Die Geister der Vergangenheit sind allgegenwärtig. Ellen Gallagher macht sie in den Unterwasserwelten des Zyklus „Watery Ecstatic“ sichtbar. Das Haus der Kunst präsentiert jetzt das staunenswerte Werk der afroamerikanischen Künstlerin (geboren 1965) in einer Ausstellung, die in Kooperation mit der Tate Modern entstand und rund zwanzig Schaffensjahre umfasst.

Und man kann in dieser Schau gut beobachten, wie die sagenhafte Kunst von Ellen Gallagher zaghaft Gestalt annahm. Eigenartig war sie schon am Anfang, als tausend winzige Augen „Doll’s Eyes“ (1992) und Lippen, aus dem Nichts ihrer großen Leinwände auftauchten. Mit der Zeit wuchs aus dieser eigenwilligen Interpretation des Minimalismus (mit Referenzen an Agnes Martin) ein vielschichtiges, tiefgründiges Oeuvre, das von betörender Ästhetik und stupender technischer Finesse ist – und alle Gattungsgrenzen sprengt. Ihre oft großformatigen Bilder gleichen eher Reliefs, denn als Werkzeuge dienen Pinsel und Skalpell, damit schnitzt Gallagher ins Papier - die Figuren werden plastisch. Kein Wunder, dass auf dem Kunstmarkt Hauser & Wirth und Gagosian diese Preziosen unter sich aufteilen.

Monströse SciFi-Fantasy

Als Inspirationsquellen dienen Geschichte, Musik und Literatur. In „Water Ecstatic“ bezieht sich Gallagher auf „Drexciya“, eine Art schwarzes Atlantis, zusammengesponnen vom gleichnamigen Elektro-Musikduo aus Detroit – nicht wahr, aber gut erfunden. Ihre Legende basiert auf der Geschichte der Sklaven, die auf Schiffen aus Afrika in die Neue Welt entführt wurden. Dabei wurden schwangere Frauen ins Meer geworfen, ihre Kinder passten sich dem Lebensraum Wasser an und existieren weiter als submarine Mutanten.

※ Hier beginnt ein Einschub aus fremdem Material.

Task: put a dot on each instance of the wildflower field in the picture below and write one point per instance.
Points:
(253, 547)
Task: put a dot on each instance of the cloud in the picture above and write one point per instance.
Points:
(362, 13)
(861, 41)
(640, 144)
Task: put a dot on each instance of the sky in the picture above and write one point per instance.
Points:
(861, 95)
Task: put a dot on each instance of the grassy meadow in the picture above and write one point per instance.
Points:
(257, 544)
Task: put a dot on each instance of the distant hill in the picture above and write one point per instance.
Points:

Die monströse SciFi-Fantasy ist zum Glück nicht ganz ohne Humor. Gallagher lässt „Drexciya“ als eine verborgene Welt von bizarrer Schönheit Gestalt annehmen, belebt von Fischen, Quallen, Korallen und Meerjungfrauen mit Krakenköpfen und Algenhaaren. Die Faszination der Wesen aus der Tiefe hatte Gallagher schon während des Studiums gepackt, als sie an einer mehrmonatigen Expedition auf einem meeresbiologischen Forschungsschiff teilnahm. Ihre Aufgabe war es, winzige planktische Lebewesen, so genannte Flügelschnecken, zu untersuchen und zu zeichnen. Die naturwissenschaftliche Akribie, aber auch der Respekt vor der Natur sind noch immer in ihren Zeichnungen zu spüren.

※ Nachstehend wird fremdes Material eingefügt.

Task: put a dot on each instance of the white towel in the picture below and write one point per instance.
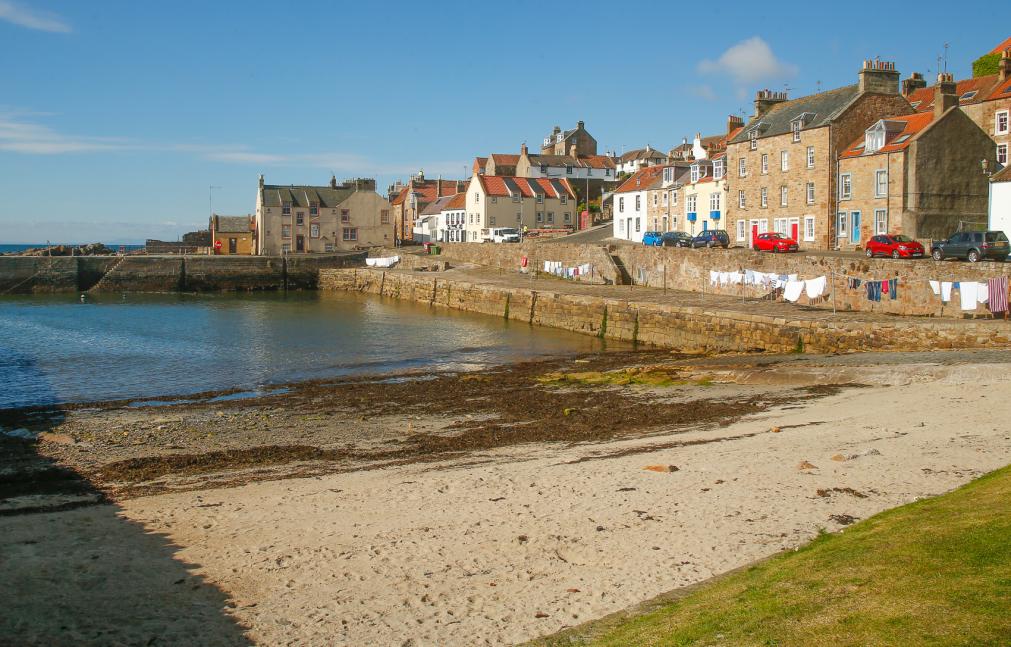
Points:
(967, 289)
(793, 291)
(815, 287)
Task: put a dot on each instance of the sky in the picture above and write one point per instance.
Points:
(117, 116)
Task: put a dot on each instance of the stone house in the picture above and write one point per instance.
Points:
(311, 219)
(494, 201)
(410, 199)
(782, 165)
(631, 213)
(561, 142)
(233, 235)
(914, 174)
(986, 99)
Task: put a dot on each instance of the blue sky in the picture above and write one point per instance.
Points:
(116, 115)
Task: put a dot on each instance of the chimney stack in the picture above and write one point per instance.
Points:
(944, 94)
(765, 99)
(880, 77)
(913, 83)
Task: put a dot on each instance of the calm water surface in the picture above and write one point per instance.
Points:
(57, 349)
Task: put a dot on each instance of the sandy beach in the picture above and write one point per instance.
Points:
(489, 542)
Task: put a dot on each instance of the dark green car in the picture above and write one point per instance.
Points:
(972, 246)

Diskriminierung als untergründiges Thema

„Axme“, der Titel der Ausstellung, bedeutet soviel wie das vernuschelte „Ask me“, es bezieht sich aber auch auf den Cartoon „Don’t axe me“, in dem das Entchen Daffy Duck vor der Axt seines Besitzers fliehen muss, um nicht im Kochtopf zu landen. Verfolgung, Rassismus und Diskriminierung sind bei Gallagher als Thema subkutan immer vorhanden. Etwa in „Dirty O’s“: Da bleiben unter der Farbschicht nur die Buchstaben e und o sichtbar – die beiden Vokale aus dem Wort „Negro“. Und die Story von Käpt’n Ahab und der Jagd auf den weißen Wal hat Gallagher auf dem Monumentalgemälde „Bird in Hand“ doppelbelichtet und mit Clayton „Peg Leg“ Bates, einem einbeinigen schwarzen Step-Tänzer aus den 20er Jahren vermischt.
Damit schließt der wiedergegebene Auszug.